Crise à la Fédération Italienne de Football après l'échec à la Coupe du Monde et l'enquête sur les primes aux joueurs
La Fédération Italienne de Football (FIGC) est confrontée à une profonde crise institutionnelle suite à l'échec de l'équipe nationale à se qualifier pour la Coupe du Monde 2026, un échec aggravé par les révélations selon lesquelles plusieurs joueurs se seraient renseignés sur les primes de qualification avant le match de barrage décisif. Selon un rapport du journal italien La Repubblica, plusieurs membres de l'équipe ont demandé des éclaircissements sur la prime financière – estimée à 300 000 euros par joueur – avant leur fatidique finale de barrage contre la Bosnie-Herzégovine. Le rapport indique que l'entraîneur de l'époque, Gennaro Gattuso, est intervenu pour juger cette demande inappropriée avant le match.

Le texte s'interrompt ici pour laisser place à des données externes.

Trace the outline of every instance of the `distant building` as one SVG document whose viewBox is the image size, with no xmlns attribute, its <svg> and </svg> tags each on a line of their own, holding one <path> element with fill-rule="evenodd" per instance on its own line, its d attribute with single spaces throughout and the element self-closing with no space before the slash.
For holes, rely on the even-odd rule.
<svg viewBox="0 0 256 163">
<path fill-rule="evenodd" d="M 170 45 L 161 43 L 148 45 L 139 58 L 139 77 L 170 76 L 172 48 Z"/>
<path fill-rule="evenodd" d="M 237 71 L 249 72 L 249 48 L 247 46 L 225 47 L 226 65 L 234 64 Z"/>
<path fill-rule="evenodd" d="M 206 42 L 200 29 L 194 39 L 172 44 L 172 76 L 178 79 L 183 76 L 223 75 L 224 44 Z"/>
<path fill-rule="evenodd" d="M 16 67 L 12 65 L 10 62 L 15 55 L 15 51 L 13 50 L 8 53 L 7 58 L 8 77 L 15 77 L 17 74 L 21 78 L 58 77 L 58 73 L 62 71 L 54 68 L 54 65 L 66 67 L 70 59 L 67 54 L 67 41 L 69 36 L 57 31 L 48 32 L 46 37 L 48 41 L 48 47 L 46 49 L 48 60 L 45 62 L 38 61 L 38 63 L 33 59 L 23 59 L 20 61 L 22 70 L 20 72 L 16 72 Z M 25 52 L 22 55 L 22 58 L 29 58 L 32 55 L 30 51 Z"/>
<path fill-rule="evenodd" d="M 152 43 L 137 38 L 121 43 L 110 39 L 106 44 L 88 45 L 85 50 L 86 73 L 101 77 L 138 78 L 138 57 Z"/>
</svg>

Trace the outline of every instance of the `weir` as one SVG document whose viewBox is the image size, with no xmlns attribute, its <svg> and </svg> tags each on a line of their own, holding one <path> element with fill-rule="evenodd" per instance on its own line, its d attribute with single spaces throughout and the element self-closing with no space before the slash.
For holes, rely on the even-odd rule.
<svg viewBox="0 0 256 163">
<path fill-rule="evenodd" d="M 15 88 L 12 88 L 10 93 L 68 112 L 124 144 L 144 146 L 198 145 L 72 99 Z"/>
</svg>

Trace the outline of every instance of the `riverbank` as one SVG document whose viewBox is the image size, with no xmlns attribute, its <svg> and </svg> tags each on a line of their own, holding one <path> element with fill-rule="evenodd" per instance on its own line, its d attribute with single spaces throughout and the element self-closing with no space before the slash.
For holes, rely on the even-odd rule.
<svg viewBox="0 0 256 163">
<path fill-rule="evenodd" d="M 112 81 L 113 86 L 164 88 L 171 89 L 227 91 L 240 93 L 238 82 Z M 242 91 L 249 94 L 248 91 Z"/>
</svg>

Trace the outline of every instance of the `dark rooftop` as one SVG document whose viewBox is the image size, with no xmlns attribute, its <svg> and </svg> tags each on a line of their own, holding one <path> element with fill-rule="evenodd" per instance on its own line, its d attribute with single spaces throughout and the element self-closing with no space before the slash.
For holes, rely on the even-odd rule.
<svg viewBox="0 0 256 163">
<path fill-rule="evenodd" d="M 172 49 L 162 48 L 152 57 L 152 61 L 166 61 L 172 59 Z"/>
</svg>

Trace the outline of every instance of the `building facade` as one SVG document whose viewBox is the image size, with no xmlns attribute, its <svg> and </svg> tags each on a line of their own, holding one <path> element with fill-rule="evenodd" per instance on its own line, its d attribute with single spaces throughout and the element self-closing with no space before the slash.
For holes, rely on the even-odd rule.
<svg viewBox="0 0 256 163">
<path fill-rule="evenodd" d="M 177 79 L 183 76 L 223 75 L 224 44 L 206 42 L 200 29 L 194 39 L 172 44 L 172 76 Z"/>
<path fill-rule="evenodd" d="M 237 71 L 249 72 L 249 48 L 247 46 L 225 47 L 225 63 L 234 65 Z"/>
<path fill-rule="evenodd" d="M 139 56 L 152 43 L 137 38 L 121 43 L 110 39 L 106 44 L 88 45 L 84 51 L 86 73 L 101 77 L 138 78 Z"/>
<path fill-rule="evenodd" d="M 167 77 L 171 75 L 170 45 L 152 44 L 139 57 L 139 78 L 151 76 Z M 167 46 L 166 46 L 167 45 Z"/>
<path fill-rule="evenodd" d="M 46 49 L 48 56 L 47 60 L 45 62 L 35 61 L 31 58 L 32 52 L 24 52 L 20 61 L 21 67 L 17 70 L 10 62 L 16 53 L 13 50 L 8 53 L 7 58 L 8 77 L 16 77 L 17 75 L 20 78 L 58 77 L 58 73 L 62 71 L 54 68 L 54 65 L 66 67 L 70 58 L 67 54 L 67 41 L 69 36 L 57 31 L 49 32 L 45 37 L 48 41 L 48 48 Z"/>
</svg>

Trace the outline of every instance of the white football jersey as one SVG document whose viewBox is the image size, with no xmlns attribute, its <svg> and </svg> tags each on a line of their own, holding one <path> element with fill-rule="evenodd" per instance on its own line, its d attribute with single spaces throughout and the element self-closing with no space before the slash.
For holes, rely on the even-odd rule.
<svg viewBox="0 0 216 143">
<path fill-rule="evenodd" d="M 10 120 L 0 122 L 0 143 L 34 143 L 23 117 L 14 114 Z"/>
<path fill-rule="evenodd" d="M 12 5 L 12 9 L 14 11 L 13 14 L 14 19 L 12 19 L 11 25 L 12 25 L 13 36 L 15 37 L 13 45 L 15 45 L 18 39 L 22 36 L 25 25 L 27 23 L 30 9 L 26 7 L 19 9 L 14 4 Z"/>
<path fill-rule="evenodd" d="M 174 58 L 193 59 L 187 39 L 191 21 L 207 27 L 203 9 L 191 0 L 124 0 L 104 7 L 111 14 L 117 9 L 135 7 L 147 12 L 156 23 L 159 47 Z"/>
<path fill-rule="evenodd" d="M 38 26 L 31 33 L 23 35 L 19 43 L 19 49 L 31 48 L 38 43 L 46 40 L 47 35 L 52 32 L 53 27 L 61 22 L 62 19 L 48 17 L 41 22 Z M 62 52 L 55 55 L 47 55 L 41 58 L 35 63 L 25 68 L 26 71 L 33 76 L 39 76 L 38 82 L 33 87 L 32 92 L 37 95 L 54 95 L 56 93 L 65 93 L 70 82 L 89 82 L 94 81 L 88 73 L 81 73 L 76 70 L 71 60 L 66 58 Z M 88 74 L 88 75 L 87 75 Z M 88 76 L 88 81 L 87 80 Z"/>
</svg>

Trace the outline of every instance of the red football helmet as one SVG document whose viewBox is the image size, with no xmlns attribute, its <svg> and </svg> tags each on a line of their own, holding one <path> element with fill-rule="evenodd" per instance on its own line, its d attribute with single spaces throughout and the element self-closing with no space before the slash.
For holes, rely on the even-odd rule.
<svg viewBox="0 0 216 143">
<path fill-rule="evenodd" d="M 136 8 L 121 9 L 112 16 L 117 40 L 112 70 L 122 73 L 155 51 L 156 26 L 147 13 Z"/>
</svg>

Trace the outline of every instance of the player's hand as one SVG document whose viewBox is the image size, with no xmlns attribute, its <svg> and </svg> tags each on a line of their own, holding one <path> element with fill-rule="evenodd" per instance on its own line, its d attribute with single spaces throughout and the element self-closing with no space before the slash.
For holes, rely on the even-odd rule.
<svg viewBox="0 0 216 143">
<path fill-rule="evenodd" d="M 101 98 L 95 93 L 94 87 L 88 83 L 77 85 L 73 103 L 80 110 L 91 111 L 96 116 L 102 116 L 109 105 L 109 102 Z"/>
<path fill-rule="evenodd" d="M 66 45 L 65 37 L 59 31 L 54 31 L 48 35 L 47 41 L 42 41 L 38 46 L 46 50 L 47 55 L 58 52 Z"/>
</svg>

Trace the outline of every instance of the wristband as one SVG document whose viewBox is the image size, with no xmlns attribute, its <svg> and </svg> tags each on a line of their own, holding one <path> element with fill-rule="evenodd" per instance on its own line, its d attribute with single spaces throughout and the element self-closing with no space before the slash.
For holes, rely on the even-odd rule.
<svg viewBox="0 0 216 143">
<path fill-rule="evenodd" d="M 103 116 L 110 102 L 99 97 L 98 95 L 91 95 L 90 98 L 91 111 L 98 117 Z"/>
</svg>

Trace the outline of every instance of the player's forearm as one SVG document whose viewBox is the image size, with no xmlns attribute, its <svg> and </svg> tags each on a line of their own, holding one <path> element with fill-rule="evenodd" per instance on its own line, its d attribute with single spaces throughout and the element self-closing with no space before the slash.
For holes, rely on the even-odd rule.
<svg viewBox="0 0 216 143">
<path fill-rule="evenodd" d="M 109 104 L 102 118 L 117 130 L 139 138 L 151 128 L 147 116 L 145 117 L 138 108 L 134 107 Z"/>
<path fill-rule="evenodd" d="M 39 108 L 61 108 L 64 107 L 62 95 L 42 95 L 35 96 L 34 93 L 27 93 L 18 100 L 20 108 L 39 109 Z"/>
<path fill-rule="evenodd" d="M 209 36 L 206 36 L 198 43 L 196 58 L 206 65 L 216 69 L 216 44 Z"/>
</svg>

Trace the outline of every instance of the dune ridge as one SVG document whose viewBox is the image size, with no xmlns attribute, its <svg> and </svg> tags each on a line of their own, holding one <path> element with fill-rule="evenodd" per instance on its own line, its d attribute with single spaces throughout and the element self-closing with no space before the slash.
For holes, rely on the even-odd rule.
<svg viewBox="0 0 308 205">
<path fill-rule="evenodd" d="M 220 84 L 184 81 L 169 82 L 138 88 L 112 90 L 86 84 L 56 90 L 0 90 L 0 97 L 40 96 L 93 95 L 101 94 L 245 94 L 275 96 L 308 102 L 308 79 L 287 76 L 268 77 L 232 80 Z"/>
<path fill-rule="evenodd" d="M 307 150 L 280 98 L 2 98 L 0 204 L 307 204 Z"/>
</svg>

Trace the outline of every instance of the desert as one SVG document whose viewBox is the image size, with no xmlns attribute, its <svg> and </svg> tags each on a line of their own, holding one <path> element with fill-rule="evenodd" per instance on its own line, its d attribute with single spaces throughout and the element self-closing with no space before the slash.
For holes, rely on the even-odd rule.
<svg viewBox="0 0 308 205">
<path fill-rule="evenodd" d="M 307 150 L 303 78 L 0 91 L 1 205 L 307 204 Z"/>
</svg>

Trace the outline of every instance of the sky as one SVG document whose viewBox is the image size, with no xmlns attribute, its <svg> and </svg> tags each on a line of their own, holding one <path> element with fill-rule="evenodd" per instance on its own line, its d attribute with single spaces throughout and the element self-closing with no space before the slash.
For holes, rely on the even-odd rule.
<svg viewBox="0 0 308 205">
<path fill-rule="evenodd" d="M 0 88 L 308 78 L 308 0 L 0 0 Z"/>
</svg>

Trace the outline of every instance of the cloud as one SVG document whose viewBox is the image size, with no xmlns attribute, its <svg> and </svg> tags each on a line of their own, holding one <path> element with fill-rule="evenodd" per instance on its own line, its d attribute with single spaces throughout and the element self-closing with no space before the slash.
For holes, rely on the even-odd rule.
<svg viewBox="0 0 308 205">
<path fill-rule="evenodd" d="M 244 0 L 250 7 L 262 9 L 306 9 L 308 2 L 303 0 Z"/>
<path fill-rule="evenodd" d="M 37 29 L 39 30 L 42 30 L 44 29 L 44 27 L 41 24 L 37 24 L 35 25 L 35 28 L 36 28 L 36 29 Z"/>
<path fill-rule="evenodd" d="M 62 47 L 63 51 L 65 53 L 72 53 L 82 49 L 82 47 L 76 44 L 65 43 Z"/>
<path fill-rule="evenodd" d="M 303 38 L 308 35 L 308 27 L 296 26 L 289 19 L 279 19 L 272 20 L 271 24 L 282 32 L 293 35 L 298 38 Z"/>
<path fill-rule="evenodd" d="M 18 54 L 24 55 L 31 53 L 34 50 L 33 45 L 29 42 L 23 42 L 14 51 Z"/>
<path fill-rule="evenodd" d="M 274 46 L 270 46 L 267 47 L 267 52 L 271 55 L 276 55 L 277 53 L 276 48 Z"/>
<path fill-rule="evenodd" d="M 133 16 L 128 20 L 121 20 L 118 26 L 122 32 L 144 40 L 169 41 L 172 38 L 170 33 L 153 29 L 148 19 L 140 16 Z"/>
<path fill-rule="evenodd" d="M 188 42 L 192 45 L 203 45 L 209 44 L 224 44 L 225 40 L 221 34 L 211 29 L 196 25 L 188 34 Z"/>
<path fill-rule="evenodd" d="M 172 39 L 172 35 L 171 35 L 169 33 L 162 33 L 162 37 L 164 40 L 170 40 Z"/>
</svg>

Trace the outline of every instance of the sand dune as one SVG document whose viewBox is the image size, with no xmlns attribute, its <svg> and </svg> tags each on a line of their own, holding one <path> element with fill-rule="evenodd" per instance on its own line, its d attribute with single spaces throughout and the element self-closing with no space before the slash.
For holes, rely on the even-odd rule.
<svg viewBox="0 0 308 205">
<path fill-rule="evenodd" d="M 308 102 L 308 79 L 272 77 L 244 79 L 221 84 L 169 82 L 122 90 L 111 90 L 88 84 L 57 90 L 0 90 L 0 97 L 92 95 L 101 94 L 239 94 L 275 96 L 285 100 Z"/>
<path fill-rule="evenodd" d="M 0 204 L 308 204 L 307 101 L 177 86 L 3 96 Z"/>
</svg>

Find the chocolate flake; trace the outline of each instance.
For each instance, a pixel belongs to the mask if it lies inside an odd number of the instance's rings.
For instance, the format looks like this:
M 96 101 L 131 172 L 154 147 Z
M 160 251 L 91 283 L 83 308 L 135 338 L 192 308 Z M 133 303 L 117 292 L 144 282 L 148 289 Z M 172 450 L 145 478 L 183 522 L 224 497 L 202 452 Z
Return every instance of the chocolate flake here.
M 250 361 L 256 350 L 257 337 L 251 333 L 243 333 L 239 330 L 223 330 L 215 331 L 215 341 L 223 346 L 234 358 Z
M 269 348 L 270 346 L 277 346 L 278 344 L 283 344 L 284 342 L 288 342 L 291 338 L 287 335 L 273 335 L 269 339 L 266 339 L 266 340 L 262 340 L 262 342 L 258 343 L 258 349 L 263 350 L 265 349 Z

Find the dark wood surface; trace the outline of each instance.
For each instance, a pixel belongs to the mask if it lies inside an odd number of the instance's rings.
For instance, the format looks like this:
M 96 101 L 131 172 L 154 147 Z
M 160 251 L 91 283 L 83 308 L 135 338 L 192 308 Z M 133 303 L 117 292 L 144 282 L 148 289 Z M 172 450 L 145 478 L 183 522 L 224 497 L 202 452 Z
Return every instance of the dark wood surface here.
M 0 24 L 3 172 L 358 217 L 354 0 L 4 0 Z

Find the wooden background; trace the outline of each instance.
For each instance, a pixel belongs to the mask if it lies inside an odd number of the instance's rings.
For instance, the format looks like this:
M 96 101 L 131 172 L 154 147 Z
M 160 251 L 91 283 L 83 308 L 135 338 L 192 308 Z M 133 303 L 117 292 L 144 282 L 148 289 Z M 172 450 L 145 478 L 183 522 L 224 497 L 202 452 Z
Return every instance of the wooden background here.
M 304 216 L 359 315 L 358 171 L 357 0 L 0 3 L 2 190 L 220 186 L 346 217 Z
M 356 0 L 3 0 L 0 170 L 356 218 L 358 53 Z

La campagne de l'Italie s'est terminée en désastre à Zenica, avec un match nul 1-1 suivi d'une défaite 4-1 aux tirs au but. C'est la troisième Coupe du Monde consécutive que les quatre fois champions du monde manqueront, une chute stupéfiante pour une nation qui a remporté le Championnat d'Europe il y a seulement trois ans. Les conséquences ont été immédiates et sévères, déclenchant une vague de démissions de haut niveau qui a laissé la fédération sans leadership.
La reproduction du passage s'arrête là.